A £1.1 million project to develop biodegradable stents for patients with severe vascular disease, which affects around one million people in the UK, has started thanks to Innovate UK funding. The unique project, a collaboration between the UK-based medical device company Arterius and the Translational Biomedical Research Centre (TBRC) at the University of Bristol, will develop a new type of bioresorbable stent that prevents the complications associated with metal stents.
Severe peripheral vascular disease (PVD) is caused by the formation of blockages in arteries, which reduces blood supply to the brain, heart, kidneys and limbs causing strokes, heart attacks, kidney failure and limb amputations. The disease is a growing international healthcare problem affecting about 20 per cent of the UK population aged 55-80 years and 200 million people worldwide.
Current treatment for the condition relies on permanent metal stents being inserted through a needle over a wire into the blocked artery to open up the blockage. However, these metal stents are associated with early blood clots and long-term chronic inflammation at the stented site. This triggers recurrence of blockages within one to two years (also known as in-stent restenosis) leading to readmissions, repeated revascularisation and huge hospital costs.
The two-year project is the culmination of a research-industry consortium comprising University of Bristol researchers led by Professor Raimondo Ascione at the Bristol Medical School and Dr Kadem Al-Lamee, CEO at Leeds-based medical device company Arterius.
Together, the team will join strengths and expertise to refine existing Arterius's technology to develop smart peripheral bioresorbable stents with novel mechanical and biocompatible properties able to treat the blockages and then dissolve between 18 to 24 months. The new device aims to prevent the life-long presence in the treated arteries of a metal stent and the associated chronic inflammation/restenosis and complications.
Professor Raimondo Ascione, Chair of Cardiac Surgery and TBRC Director at Bristol, said: "There is a huge need for innovation based on rigorous preclinical development and testing in the area of severe peripheral vascular disease. We are delighted to join forces with Arterius to form a unique UK-based biomedical consortium with potential to be a global player in this field."
Dr Kadem Al-Lamee, CEO, Arterius Ltd, added: "Development funding supported by the Innovate UK programme will significantly help us to continue our ongoing collaboration with top UK universities, in order to explore this ground-breaking research in the cardiovascular field. Thanks to this project, Innovate UK, our technology, and the partnership with TBRC-Bristol, we could help millions of patients globally."
They also agreed: "Our primary goal of this consortium is to develop bioresorbable smart stents for pre-clinical assessment in carotid and iliac-femoral arteries as well as a platform technology, which we plan to use to tackle in the future other areas of peripheral vascular disease such as below the knee, given the high level of biomedical innovation."
The team plan to develop and test the prototype smart stent for safety and efficiacy using state-of-the art clinical and imaging technologies at Bristol's TBRC preclinical facility.

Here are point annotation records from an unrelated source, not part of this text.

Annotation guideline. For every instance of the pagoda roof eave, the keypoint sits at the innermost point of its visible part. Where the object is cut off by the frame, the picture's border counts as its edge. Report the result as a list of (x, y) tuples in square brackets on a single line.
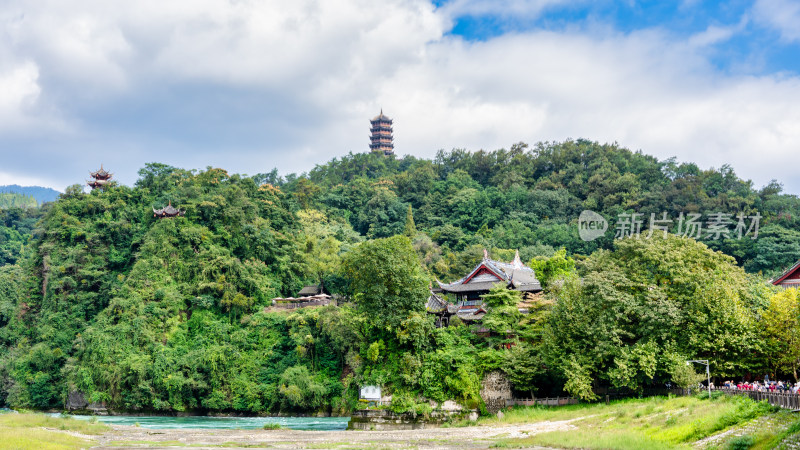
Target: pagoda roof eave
[(787, 273)]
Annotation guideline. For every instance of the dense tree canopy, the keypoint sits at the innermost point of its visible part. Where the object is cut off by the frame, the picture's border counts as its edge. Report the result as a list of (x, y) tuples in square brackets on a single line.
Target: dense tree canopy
[(99, 296)]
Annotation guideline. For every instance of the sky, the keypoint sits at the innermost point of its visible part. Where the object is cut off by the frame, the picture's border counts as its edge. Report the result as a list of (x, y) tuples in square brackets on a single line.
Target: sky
[(252, 85)]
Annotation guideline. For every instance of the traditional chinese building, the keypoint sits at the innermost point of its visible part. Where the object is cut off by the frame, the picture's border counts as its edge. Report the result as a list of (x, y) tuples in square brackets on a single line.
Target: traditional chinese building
[(789, 278), (100, 178), (168, 211), (468, 305), (312, 295), (381, 139)]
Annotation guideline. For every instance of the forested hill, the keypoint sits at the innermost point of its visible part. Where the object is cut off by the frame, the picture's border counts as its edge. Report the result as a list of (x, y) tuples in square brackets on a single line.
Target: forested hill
[(169, 314), (41, 194), (529, 198)]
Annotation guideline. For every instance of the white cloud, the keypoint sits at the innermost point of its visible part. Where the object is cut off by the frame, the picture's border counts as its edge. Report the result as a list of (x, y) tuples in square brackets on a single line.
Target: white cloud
[(250, 85), (781, 15), (503, 8)]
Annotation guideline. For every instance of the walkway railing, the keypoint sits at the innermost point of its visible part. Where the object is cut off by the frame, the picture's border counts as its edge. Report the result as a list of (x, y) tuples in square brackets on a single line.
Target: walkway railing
[(781, 399)]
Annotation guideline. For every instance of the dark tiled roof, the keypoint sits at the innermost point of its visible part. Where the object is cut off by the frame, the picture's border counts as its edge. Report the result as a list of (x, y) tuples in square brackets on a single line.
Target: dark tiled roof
[(786, 274), (312, 289), (436, 304), (518, 275)]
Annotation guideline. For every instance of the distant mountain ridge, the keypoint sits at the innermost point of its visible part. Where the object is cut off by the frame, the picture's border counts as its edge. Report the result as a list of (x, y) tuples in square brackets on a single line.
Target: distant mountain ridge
[(41, 194)]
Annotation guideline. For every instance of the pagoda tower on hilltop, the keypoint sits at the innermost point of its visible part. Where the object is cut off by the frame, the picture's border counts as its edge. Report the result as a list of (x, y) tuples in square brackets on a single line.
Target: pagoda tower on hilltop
[(381, 139), (101, 178)]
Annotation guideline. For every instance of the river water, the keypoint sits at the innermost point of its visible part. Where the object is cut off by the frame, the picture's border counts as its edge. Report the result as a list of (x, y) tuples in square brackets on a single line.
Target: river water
[(225, 423)]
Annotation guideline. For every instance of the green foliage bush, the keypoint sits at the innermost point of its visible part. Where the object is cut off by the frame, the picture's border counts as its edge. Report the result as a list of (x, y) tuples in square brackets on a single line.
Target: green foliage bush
[(97, 295)]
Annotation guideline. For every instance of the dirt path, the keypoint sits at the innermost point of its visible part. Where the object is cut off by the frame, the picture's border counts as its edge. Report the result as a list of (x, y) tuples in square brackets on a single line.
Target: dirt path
[(467, 437)]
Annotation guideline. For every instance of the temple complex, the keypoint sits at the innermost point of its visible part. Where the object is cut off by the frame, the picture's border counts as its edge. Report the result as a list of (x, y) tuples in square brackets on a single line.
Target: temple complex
[(101, 178), (168, 211), (381, 139), (789, 278), (468, 305)]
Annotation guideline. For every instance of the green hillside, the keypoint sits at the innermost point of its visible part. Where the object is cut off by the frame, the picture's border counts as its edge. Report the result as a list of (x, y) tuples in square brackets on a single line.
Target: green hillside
[(173, 314)]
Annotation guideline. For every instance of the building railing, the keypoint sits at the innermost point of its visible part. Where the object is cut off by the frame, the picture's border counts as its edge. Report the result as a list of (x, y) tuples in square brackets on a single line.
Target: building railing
[(785, 400)]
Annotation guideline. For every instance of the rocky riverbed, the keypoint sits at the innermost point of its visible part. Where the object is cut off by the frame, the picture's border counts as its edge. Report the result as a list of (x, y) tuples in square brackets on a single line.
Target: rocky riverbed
[(474, 437)]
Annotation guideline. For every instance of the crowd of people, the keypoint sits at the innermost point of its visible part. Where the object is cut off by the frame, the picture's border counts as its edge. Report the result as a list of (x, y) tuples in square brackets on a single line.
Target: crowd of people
[(766, 386)]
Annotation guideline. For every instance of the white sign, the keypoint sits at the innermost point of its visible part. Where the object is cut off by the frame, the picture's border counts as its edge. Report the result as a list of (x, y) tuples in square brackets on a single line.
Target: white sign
[(371, 393)]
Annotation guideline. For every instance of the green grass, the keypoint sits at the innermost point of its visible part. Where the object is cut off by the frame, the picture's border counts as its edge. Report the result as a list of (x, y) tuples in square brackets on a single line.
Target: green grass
[(28, 431), (653, 423)]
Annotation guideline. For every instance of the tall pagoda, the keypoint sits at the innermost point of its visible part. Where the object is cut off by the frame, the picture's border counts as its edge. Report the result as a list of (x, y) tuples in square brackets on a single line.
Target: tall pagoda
[(381, 139), (515, 275), (469, 306), (168, 212), (101, 178), (789, 278)]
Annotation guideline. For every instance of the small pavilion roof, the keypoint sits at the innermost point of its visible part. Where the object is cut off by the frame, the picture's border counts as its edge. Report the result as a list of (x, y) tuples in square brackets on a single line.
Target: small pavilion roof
[(101, 173), (789, 273)]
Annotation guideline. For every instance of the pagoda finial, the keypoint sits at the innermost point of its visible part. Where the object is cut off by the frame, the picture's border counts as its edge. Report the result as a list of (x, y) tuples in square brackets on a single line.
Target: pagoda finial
[(517, 262)]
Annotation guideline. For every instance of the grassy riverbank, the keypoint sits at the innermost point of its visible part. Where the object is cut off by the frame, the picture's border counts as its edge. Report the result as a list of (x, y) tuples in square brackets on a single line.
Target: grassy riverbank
[(653, 423), (43, 432)]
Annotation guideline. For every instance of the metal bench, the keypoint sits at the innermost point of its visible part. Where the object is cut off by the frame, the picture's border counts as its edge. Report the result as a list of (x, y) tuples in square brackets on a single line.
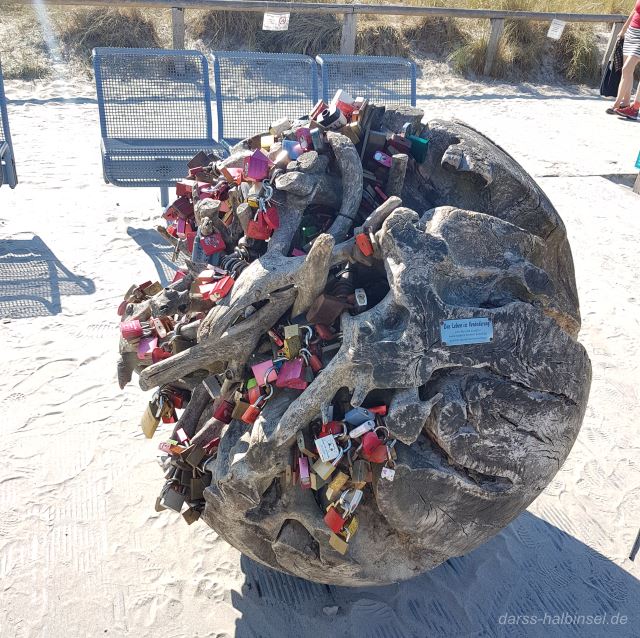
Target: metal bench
[(255, 89), (379, 79), (8, 173), (155, 114)]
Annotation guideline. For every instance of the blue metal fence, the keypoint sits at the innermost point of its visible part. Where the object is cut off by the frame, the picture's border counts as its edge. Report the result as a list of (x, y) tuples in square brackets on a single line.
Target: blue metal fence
[(7, 164), (255, 89), (155, 113), (380, 79)]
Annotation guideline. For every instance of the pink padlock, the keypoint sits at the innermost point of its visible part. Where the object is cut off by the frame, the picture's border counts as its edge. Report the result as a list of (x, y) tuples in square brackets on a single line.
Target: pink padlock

The ultimate goal is to take this new device to the bedside in a first in man trial in three to four years.
Professor Nishan Canagarajah, Pro Vice-Chancellor for Research at the University of Bristol, added: "This innovative project illustrates how universities and industry can work together by applying their expertise to develop safe and effective novel technology for global public health benefit.
"Through this collaboration, the potential gains to the healthcare sector are vast. By improving this procedure hospital readmission rates could be reduced therefore delivering major cost savings to the NHS and beyond."
The Innovate UK-funded project, entitled 'Preclinical Development and Testing of Innovative Bioresorbable Stents to Treat Patients with Severe Peripheral Arterial Disease' started on 1 March 2019.